Argued January 6, 1936
Decided February 10, 1936
297 U.S. 251

APPEAL FROM THE DISTRICT COURT OF THE UNITED STATES
FOR THE SOUTHERN DISTRICT OF NEW YORK

Syllabus

1. As an incident to a temporary and experimental scheme for assisting the milk industry by fixing prices to producer and consumer (Nebbia v. New York, 291 U.S. 502), the New York Milk Control Act, as amended, discriminated between dealers who had, and dealers who had not, well advertised tradenames, by permitting the latter to sell bottled milk in the City of New York at a price one cent less per quart than the price prescribed for the former. Held, that there was a reasonable basis for the discrimination, and that a dealer of the former class who failed to show that, in practice, the differential had resulted in any gain of trade at its expense by the latter class of dealers, or had caused it substantial loss, did not prove a violation of the equal protection clause of the Fourteenth Amendment. Pp. 261, 263.

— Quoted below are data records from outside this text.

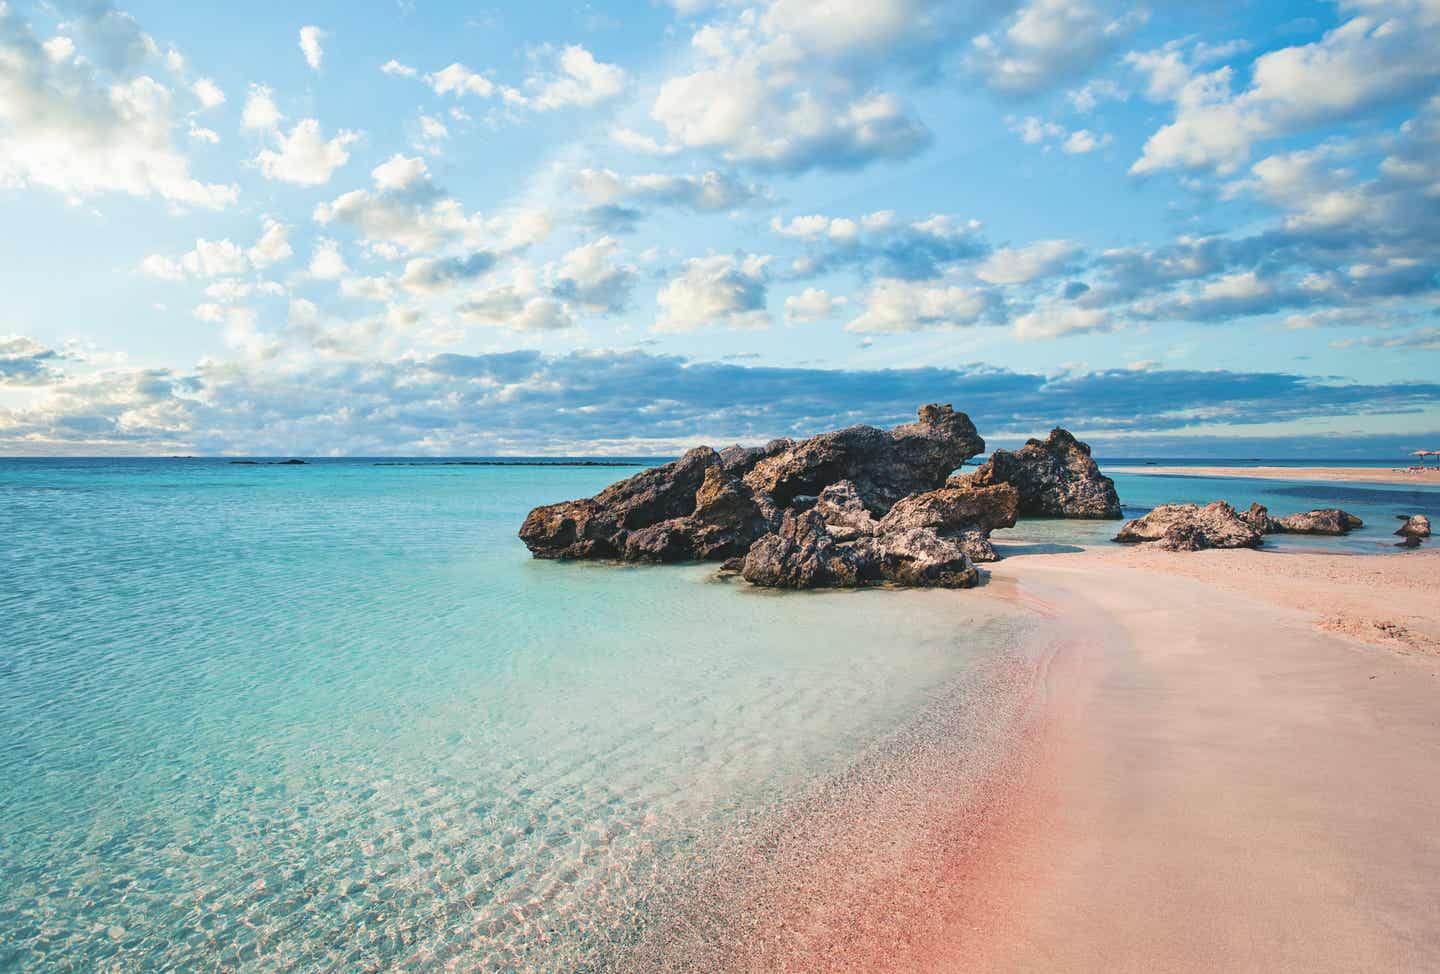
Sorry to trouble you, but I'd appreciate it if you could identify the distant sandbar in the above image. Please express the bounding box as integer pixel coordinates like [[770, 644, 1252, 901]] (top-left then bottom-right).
[[1107, 464, 1440, 487]]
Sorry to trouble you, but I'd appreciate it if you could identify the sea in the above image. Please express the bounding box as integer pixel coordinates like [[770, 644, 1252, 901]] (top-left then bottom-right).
[[1, 456, 1434, 971]]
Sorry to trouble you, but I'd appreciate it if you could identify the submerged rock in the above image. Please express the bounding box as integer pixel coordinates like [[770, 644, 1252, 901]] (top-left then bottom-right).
[[965, 428, 1121, 519], [1272, 508, 1364, 535], [1396, 514, 1431, 538], [1113, 502, 1263, 551]]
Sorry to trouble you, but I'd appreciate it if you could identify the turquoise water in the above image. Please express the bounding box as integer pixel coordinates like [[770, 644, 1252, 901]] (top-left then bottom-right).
[[1, 458, 1433, 972], [0, 459, 1034, 973]]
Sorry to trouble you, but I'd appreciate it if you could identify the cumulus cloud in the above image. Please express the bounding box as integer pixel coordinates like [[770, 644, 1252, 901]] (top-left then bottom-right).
[[254, 119, 359, 185], [241, 84, 282, 130], [655, 254, 771, 332], [845, 278, 998, 333], [0, 335, 68, 385], [247, 219, 293, 268], [299, 26, 325, 71], [550, 237, 636, 313], [507, 45, 626, 110], [977, 239, 1082, 284], [968, 0, 1145, 95], [399, 252, 498, 293], [308, 238, 349, 279], [778, 211, 986, 281], [1012, 303, 1111, 340], [0, 4, 236, 208], [192, 77, 224, 109], [784, 287, 846, 324], [573, 167, 768, 215], [1131, 6, 1440, 175]]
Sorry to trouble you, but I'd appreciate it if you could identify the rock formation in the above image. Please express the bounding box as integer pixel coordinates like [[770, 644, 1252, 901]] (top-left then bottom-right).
[[1396, 514, 1431, 539], [1243, 504, 1363, 535], [519, 405, 1000, 588], [1113, 502, 1264, 551], [963, 428, 1121, 519], [1271, 508, 1364, 535]]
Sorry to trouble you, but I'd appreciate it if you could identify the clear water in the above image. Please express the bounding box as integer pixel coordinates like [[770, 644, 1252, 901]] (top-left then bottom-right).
[[2, 457, 1434, 972], [0, 458, 1033, 973]]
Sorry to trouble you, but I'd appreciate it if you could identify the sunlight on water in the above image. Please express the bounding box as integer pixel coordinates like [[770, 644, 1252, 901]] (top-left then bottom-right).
[[0, 459, 1030, 972]]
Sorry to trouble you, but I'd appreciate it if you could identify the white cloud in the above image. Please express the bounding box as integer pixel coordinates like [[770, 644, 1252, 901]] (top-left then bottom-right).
[[574, 167, 768, 212], [969, 0, 1146, 95], [1062, 129, 1111, 154], [309, 239, 349, 279], [254, 119, 359, 185], [371, 153, 429, 191], [551, 237, 635, 313], [248, 219, 293, 268], [655, 254, 771, 332], [381, 59, 417, 78], [139, 254, 184, 280], [1132, 8, 1440, 175], [426, 63, 495, 98], [241, 84, 282, 130], [0, 9, 236, 209], [42, 36, 76, 64], [299, 26, 326, 72], [784, 287, 845, 323], [181, 238, 248, 277], [508, 45, 626, 110], [845, 278, 995, 333], [1013, 304, 1110, 339], [192, 77, 225, 109], [977, 240, 1082, 284], [457, 281, 574, 332]]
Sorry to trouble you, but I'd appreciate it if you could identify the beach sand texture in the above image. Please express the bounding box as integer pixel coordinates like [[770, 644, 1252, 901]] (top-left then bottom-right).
[[962, 546, 1440, 973], [1108, 465, 1440, 487]]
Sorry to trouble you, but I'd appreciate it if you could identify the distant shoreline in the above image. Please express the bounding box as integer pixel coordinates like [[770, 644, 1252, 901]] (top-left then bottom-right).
[[1107, 464, 1440, 487]]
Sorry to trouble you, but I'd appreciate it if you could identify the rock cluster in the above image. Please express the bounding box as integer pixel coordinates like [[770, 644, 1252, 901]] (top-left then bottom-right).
[[1244, 504, 1364, 536], [963, 428, 1122, 519], [520, 405, 1014, 587], [1113, 502, 1264, 551]]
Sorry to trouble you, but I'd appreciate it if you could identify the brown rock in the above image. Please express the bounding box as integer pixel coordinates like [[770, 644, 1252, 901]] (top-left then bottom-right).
[[1113, 501, 1263, 551], [967, 427, 1121, 519]]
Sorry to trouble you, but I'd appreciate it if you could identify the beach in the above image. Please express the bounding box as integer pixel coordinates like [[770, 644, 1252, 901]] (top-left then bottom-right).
[[959, 545, 1440, 972], [1108, 465, 1440, 487]]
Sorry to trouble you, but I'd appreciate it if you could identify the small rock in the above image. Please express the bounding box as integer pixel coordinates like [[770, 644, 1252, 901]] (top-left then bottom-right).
[[1395, 514, 1431, 538], [1113, 501, 1263, 551]]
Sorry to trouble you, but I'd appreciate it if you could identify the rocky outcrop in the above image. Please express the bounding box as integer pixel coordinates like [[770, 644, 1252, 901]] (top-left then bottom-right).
[[742, 404, 984, 514], [1396, 514, 1431, 539], [876, 483, 1019, 563], [740, 509, 873, 589], [1241, 503, 1363, 536], [1272, 508, 1364, 535], [964, 428, 1121, 519], [1113, 502, 1264, 551], [519, 405, 989, 579]]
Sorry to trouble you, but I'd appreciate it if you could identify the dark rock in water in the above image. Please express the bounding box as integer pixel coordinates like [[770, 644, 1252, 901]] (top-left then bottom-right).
[[1271, 508, 1364, 535], [1242, 503, 1280, 534], [869, 528, 980, 588], [876, 483, 1019, 563], [1396, 535, 1423, 549], [742, 404, 985, 514], [741, 509, 871, 589], [229, 458, 307, 466], [1113, 502, 1263, 551], [1395, 514, 1431, 539], [1244, 503, 1362, 536], [964, 428, 1121, 519], [519, 405, 986, 573]]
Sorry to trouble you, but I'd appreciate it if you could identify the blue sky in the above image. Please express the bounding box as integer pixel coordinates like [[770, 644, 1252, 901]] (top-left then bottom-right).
[[0, 0, 1437, 455]]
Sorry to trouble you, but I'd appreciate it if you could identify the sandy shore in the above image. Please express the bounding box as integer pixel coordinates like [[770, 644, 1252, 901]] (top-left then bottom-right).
[[959, 545, 1440, 972], [1107, 464, 1440, 486]]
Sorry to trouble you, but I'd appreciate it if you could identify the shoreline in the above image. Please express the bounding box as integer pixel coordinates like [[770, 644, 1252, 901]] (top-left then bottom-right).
[[957, 545, 1440, 971], [1107, 464, 1440, 487]]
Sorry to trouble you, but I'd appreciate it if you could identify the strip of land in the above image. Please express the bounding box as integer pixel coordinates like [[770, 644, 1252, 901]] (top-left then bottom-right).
[[956, 546, 1440, 972], [1107, 464, 1440, 486]]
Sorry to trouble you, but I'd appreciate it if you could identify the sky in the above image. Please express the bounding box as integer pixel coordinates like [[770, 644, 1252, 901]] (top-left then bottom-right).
[[0, 0, 1437, 456]]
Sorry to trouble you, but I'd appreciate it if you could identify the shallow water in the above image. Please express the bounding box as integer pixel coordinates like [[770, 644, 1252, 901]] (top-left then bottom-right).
[[0, 459, 1032, 972], [2, 456, 1433, 971]]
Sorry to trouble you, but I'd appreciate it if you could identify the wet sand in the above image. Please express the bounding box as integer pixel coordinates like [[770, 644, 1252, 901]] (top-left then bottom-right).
[[1107, 464, 1440, 487], [960, 546, 1440, 972]]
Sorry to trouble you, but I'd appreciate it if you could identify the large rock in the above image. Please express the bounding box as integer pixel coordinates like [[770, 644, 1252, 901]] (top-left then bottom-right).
[[1113, 502, 1264, 552], [519, 405, 986, 570], [1396, 514, 1431, 539], [876, 483, 1019, 563], [965, 428, 1121, 519], [1242, 503, 1363, 536], [869, 528, 980, 588], [743, 404, 984, 514], [740, 509, 872, 589], [1272, 508, 1364, 535]]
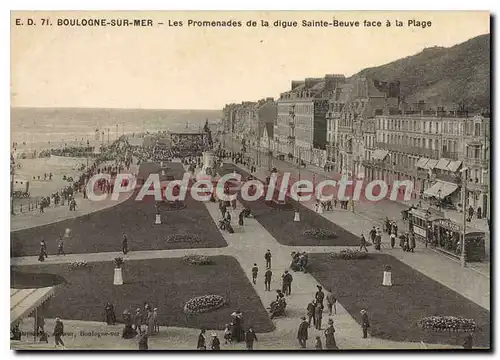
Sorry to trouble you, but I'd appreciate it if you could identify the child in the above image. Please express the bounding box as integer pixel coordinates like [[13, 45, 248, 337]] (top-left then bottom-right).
[[251, 264, 258, 285], [224, 324, 232, 344], [315, 336, 323, 350]]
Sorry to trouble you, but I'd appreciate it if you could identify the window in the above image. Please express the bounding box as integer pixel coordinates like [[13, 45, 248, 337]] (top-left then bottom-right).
[[474, 123, 481, 137]]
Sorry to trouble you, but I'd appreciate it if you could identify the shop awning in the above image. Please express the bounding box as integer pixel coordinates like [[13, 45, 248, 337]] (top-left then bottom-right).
[[372, 149, 389, 161], [11, 287, 55, 326], [438, 181, 459, 197], [416, 157, 429, 169], [447, 160, 462, 172], [435, 158, 451, 171], [423, 181, 443, 197], [422, 159, 439, 170]]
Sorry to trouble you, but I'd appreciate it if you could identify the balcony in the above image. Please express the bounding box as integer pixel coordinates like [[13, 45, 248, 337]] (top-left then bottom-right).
[[375, 142, 439, 158], [466, 181, 488, 192], [440, 151, 460, 161]]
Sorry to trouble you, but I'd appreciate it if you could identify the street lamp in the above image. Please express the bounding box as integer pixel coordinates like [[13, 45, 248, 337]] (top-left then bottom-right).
[[460, 167, 468, 268]]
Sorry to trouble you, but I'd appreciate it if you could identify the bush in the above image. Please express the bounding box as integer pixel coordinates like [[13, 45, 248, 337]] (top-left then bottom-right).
[[183, 255, 213, 266], [167, 234, 201, 243], [303, 228, 337, 239], [114, 257, 124, 268], [418, 316, 477, 332], [183, 295, 228, 314], [70, 261, 89, 269], [330, 249, 369, 260]]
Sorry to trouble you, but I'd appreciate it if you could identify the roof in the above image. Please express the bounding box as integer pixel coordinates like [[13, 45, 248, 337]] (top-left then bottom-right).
[[11, 287, 56, 326]]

2. The findings in this case establish that, before the fixing of prices under the Act, dealers without well advertised brands were able to compete for the trade in question, but only by slightly underselling their advertised competitors. The differential is sustained as an attempt, competent to the legislature during the limited term of the experiment, to preserve this trade practice, already existing, which balanced the advantage of a lower price for the one group against the advantage of advertisement enjoyed by the other. P. 261.

11 F.Supp. 599 affirmed.

Appeal from a decree which dismissed, upon the final hearing, a suit to enjoin the enforcement of a provision of the New York Agriculture & Markets Law. For an earlier phase, see s.c., 293 U.S. 194. Cf. p. 266, post.